The nurses union said that the "vaccinate or mask" policy was never a science-based policy; it was all about shaming and coercing nurses and other healthcare workers into getting vaccinated. If someone has the flu, there are already provisions in the nurses' agreements with the hospitals that any non-vaccinated nurses would be assigned to another ward, according to the Canadian Press.
"I am not going to suggest that anyone should be forced to take the vaccine," said Haslam-Stroud. "I personally take it, but it is an individual right as a nurse."
A paper published last year in CMAJ boasted about the "vaccinate or mask" program paying off in two Canadian provinces, despite a "deeply divided staff of all stripes." Employee immunization rates went up after the program launched in 2012. The article also cited legitimate improvements in the health of the staff.

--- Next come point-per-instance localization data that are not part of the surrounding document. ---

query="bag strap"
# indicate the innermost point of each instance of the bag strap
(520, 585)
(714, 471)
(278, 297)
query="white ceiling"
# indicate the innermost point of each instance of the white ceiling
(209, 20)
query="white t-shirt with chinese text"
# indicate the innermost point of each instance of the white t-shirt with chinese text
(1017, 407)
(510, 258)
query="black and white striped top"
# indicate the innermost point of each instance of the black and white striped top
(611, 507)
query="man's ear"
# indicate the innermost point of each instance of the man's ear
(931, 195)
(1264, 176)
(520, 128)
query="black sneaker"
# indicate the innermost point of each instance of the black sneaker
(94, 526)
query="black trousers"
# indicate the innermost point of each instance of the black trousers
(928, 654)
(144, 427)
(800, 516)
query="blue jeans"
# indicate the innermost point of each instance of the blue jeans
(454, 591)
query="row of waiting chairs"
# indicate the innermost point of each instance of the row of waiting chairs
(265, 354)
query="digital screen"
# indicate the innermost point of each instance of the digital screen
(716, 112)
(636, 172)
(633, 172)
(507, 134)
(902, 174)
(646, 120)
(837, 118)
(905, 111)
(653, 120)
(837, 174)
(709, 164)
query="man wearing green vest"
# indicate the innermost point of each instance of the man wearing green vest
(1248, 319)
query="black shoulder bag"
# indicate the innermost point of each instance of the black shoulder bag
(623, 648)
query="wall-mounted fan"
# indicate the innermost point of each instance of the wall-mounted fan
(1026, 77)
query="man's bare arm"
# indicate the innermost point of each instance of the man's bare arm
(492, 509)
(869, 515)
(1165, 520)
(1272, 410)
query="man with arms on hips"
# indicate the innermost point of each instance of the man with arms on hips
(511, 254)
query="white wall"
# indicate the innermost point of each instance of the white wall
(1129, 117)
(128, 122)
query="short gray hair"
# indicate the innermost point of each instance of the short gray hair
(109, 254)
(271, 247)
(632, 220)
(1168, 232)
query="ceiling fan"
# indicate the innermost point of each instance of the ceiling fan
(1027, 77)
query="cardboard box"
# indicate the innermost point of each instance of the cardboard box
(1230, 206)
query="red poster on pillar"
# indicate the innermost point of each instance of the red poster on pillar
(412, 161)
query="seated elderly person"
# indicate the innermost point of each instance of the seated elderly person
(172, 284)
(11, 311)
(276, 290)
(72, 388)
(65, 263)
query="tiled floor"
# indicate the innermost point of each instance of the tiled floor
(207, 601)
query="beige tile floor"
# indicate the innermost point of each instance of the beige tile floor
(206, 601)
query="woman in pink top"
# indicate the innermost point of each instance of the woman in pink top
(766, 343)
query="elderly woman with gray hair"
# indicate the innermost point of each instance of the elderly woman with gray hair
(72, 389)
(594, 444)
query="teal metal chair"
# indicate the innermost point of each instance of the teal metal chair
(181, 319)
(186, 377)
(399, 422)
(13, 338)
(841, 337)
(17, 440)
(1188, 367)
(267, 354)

"We used to have two or three units that closed for periods because both the nurses and patients would get the flu — that's stopped for the last two years," Marilyn Babineau, regional manager of employee health and wellness at Horizon Health Network in New Brunswick, stated.
With flu shot vaccination rates at around 70 percent, absenteeism dropped an average of two hours per employee, the author of the CMAJ article explained.
"Multiply that by 13,000 employees and it doesn't take long to start saving some money," Babineau stated.
By 2014, grievances were already brought against the government by the Health Sciences Association of British Columbia which was representing about 16,000 healthcare employees. The complaints from nurses and other healthcare workers cited the lack of effectiveness of the flu shot and the lack of evidence that healthy nurses wearing masks during flu season could even protect against flu transmission, according to the London Free Press.